Joint Centre for Mesoscale Meteorology (JCMM)


JCMM Internal Report No.71
Sensitivity of short-range weather forecasts to local potential vorticity modifications
by Meral Demirtas and Alan J Thorpe

The use of potential vorticity concepts to understand extra-tropical cyclones, anticyclones and fronts is important not only for reconciling theory with observations, but also for delineating measurements necessary to improve the accuracy of short range forecasts.  As yet, potential vorticity thinking has been insufficiently applied to weather forecasting.  This report presents a new method, to use potential vorticity ideas by combining them with satellite water vapour imagery in a manner that has not been documented before.  The aim of this method is to test sensitivity of short-range weather forecasts to local potential vorticity modifications.  It also aims to monitor incipient errors in short range weather forecasting and to provide dynamically consistent data to re-run potentially poor forecasts.  By using PV concepts one can infer additional atmospheric flow and temperature data which cannot otherwise be simply derived from the water vapour data.  In this way dynamical concepts add considerable value to the water vapour data which by themselves would probably not have as significant a forecast impact.

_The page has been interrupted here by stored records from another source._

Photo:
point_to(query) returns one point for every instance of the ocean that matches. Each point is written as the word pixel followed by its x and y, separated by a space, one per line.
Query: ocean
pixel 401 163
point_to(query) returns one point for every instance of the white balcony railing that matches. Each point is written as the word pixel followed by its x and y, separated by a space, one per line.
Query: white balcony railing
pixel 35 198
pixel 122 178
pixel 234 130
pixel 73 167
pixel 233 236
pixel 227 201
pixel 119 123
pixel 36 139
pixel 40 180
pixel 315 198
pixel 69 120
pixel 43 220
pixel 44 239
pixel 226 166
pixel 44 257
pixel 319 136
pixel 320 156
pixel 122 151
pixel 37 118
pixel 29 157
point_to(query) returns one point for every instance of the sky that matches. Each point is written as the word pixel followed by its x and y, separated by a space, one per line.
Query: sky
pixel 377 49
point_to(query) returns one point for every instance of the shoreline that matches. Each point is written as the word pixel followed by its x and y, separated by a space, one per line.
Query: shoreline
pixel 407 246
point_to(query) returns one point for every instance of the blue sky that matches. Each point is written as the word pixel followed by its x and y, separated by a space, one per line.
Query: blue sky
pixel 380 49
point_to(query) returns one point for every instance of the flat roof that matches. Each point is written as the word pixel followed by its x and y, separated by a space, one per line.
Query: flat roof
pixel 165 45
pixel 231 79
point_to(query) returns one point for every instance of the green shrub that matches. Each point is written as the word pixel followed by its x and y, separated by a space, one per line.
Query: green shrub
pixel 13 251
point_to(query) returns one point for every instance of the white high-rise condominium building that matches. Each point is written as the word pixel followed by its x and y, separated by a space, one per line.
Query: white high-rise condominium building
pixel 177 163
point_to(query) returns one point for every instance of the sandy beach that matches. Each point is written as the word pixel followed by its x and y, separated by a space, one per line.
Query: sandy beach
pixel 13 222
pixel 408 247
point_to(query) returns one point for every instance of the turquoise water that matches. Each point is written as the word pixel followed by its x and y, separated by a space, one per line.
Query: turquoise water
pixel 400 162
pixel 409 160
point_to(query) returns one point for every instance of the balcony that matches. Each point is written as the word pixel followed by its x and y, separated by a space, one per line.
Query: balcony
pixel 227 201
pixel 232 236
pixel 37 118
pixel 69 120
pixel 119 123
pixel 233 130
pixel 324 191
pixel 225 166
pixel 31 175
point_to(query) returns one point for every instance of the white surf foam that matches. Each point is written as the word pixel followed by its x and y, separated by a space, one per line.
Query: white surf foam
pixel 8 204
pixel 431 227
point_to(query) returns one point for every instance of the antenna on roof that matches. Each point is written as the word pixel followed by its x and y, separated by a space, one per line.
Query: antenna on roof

Case studies in which the new method is used shed light on how observations and dynamical concepts could be used together to improve our understanding and ability to forecast mid-latitude weather systems.  In cases where the analysis errors occur at upper levels of the troposphere the method leads to a significant improvement in the short-range forecast skill.  In general, it is useful in highlighting where forecast problems are arising.